L’éco-conception, donc…
Non, car l’écoconception est une spécialité et, à mes yeux, tout ce qui transforme le design en spécialité signifie la mort du design. Le design souffre d’une inculture scientifique, surtout en France, et le risque de l’écologie dans le design est donc d’être une religion, plus qu’une science ou une raison. Le moteur absolu de la raison écologique est ce qu’on appelle l’interdépendance. Isabelle Daëron, par exemple, illustre très bien comment un designer peut s’attacher à la gestion de l’interdépendance : son projet, « Aéro-Seine », développé pour FAIRE Paris (l’« appel à projets urbains innovants » a lieu chaque année, NDLR), utilise le réseau d’eau non potable de la ville de Paris pour refroidir la chaussée.
Vous-même, comment abordez-vous l’interdépendance ?
Chez NoDesign, nous nous sommes attelés à la mesure des émissions de gaz à effet de serre pour un client et nous nous sommes alors aperçus qu’il n’y avait, en matière de carbone, aucune traçabilité de la chaîne des sous-traitants. Nous avons donc créé un outil numérique, une sorte de traceur, qui mesure la chaîne du carbone dans la fabrication d’un produit tout au long de son cycle de vie. Par ailleurs, nous essayons de gérer tous nos projets avec éthique. Si l’exposition « Designer(s) du design » doit être amenée à se déplacer, les tables, produites localement, ne prendront ainsi ni la route, ni l’avion, ni le bateau mais seront revendues ou données à des Lillois qui en ont besoin. Chez NoDesign, la seule chose que nous transporterons sera l’immatérialité et les œuvres.
La technologie, à la fois remède et poison
Entre les batteries au lithium et la consommation énergétique des centres de données, l’empreinte environnementale du numérique semble massive…

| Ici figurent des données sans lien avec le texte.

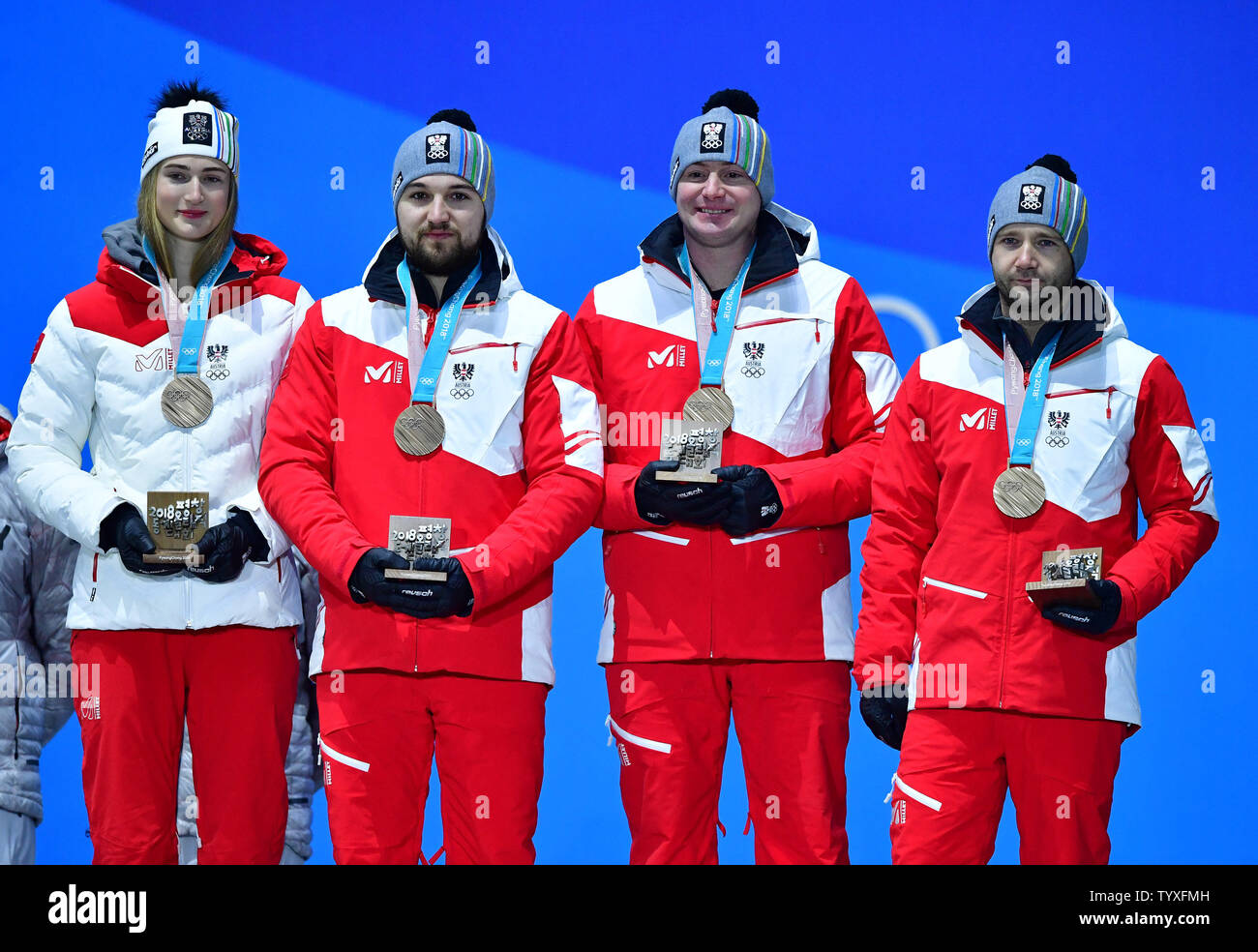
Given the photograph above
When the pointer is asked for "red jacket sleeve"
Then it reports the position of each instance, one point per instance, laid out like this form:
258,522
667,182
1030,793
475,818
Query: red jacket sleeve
905,491
562,463
834,488
294,474
1177,494
617,510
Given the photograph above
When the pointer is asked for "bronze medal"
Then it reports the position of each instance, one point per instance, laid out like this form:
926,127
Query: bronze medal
1019,491
419,429
187,402
709,405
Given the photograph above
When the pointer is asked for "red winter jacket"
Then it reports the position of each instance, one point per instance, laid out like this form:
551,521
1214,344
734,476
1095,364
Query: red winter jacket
520,470
944,582
812,381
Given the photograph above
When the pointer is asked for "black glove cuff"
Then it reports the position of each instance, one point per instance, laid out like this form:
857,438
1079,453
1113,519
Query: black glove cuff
109,525
256,545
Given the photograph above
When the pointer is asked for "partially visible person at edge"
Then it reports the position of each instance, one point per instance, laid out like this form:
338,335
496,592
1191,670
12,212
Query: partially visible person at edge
440,389
300,764
734,595
37,563
185,315
1032,436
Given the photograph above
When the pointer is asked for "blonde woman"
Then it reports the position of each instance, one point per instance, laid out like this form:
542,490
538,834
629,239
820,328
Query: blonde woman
165,366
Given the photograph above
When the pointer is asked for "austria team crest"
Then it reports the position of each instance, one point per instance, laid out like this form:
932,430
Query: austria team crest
438,147
712,137
217,357
196,129
462,376
1032,199
1057,423
755,352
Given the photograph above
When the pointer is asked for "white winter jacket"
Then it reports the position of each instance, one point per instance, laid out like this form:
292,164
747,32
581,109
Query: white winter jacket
97,377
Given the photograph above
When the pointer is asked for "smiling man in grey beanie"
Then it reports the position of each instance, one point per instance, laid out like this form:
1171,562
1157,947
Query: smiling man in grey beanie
1003,578
731,595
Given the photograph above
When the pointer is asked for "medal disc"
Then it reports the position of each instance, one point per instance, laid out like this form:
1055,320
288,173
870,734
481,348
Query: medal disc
419,429
1019,491
709,405
187,402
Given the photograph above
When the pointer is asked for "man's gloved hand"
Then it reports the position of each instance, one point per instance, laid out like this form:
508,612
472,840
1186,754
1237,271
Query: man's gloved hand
885,716
420,600
126,531
1090,621
696,503
225,549
756,504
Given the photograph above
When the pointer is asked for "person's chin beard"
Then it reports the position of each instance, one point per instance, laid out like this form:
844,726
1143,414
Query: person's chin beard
444,263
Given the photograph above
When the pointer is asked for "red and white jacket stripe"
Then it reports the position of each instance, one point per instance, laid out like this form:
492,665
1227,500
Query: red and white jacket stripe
944,598
809,410
97,377
520,473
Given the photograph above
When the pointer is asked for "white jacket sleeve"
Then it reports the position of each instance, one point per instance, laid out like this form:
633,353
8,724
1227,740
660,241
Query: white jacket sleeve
45,447
277,541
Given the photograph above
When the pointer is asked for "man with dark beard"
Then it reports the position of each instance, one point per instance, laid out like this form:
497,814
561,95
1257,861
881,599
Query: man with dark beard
1003,576
436,389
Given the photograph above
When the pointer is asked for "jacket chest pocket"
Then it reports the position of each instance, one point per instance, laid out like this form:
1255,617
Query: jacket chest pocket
778,375
1081,449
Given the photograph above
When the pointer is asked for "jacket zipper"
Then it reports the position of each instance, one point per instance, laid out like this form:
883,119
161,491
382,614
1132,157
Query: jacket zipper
188,482
1107,391
1009,608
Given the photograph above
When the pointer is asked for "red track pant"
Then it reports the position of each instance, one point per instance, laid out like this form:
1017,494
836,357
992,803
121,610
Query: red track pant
954,770
235,686
377,734
670,722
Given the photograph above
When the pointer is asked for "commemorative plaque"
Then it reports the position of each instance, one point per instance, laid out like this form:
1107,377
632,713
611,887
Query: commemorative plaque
176,521
418,537
1064,575
697,448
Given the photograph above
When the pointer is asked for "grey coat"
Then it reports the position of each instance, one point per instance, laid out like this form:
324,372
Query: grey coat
37,566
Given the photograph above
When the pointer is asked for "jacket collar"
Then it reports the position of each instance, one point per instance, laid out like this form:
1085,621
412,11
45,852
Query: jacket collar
498,278
124,264
985,338
783,242
5,427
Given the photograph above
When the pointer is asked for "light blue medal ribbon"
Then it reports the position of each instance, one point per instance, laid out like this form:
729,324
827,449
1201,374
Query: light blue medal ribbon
1022,453
197,309
726,315
443,332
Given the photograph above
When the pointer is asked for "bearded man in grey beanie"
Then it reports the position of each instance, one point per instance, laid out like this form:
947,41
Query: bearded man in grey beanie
1003,578
433,448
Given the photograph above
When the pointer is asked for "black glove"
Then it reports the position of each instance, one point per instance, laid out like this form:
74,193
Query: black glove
225,549
420,600
126,531
1090,621
885,717
696,503
756,504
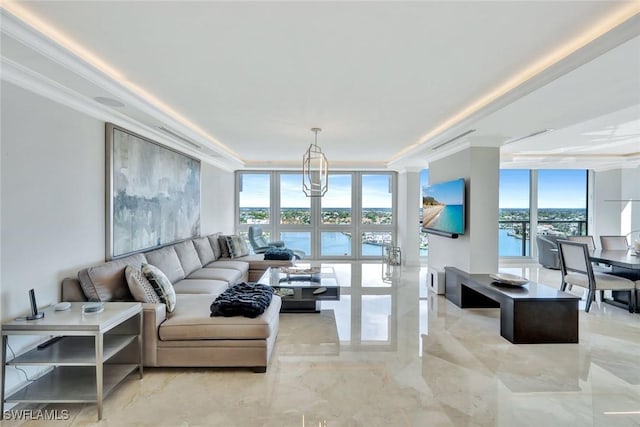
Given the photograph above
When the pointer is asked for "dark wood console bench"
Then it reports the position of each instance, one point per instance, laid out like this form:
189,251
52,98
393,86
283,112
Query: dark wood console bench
529,314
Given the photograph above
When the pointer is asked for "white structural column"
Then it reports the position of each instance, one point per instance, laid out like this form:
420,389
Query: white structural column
409,216
476,251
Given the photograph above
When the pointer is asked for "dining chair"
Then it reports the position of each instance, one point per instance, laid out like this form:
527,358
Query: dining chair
259,243
614,243
576,270
591,244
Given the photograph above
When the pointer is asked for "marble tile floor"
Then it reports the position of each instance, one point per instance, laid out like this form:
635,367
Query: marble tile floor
394,354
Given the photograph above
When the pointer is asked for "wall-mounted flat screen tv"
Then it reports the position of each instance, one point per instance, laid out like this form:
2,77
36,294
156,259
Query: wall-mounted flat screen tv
443,208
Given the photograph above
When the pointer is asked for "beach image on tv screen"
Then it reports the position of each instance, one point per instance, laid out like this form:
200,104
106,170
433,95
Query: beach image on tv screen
443,206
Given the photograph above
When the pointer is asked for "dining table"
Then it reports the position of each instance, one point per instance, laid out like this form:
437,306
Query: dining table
625,263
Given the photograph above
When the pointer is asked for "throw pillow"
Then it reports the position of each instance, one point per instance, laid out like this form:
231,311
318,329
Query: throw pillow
237,246
161,284
140,287
222,244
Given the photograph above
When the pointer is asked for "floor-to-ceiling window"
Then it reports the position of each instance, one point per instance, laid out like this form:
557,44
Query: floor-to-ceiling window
562,202
336,231
357,204
514,212
424,237
295,226
376,218
545,201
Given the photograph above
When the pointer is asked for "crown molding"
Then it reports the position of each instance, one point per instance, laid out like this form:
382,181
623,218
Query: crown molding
16,29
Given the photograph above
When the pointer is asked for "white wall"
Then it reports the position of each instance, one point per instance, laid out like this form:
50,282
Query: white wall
409,216
52,199
613,213
630,189
217,201
606,215
53,191
477,250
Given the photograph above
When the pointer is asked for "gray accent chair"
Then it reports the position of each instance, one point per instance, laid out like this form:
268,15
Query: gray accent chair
260,244
576,269
548,251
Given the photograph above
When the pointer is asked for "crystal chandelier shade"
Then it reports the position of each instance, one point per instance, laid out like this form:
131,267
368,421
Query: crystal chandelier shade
315,170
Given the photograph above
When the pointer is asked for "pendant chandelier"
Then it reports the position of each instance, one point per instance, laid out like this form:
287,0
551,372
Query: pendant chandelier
315,170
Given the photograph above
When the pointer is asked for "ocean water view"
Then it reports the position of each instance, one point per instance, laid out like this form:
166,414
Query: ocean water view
333,243
338,244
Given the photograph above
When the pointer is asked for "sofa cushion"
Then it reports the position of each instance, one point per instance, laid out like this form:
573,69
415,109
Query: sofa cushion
237,246
107,282
191,320
188,256
161,284
222,244
241,266
140,287
166,259
205,252
257,262
227,275
201,286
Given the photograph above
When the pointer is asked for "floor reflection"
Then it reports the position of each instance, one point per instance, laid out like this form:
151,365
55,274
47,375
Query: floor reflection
393,353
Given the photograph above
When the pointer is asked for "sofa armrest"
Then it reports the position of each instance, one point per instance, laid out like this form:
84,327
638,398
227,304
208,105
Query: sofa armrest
152,316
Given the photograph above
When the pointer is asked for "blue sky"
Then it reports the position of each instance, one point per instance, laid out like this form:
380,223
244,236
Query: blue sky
375,191
557,188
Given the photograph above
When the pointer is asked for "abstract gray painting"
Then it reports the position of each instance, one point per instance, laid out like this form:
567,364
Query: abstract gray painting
154,194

C’est effectivement une réalité. Comme le disait le regretté Bernard Stiegler, chaque technologie est un « pharmakon » (notion empruntée à Jacques Derrida, qui lui-même l’avait empruntée à Platon, NDLR), soit à la fois un remède et un poison. Au début, le numérique était très frugal (le logiciel d’Apollo tient sur 3 octets de la mémoire de votre ordinateur), il y avait une efficacité dans la manière de coder car les ressources étaient rares. Plus on a avancé, plus on a utilisé la puissance brute absolue. Aujourd’hui, on fait avec le numérique ce qu’on pourrait faire avec un crayon, donc oui, il y a des dérives. Par confort. Par paresse. Cela dit, les gains et les économies de CO2 permis par le numérique, en regard des déplacements ou des traitements des machines, restent positifs.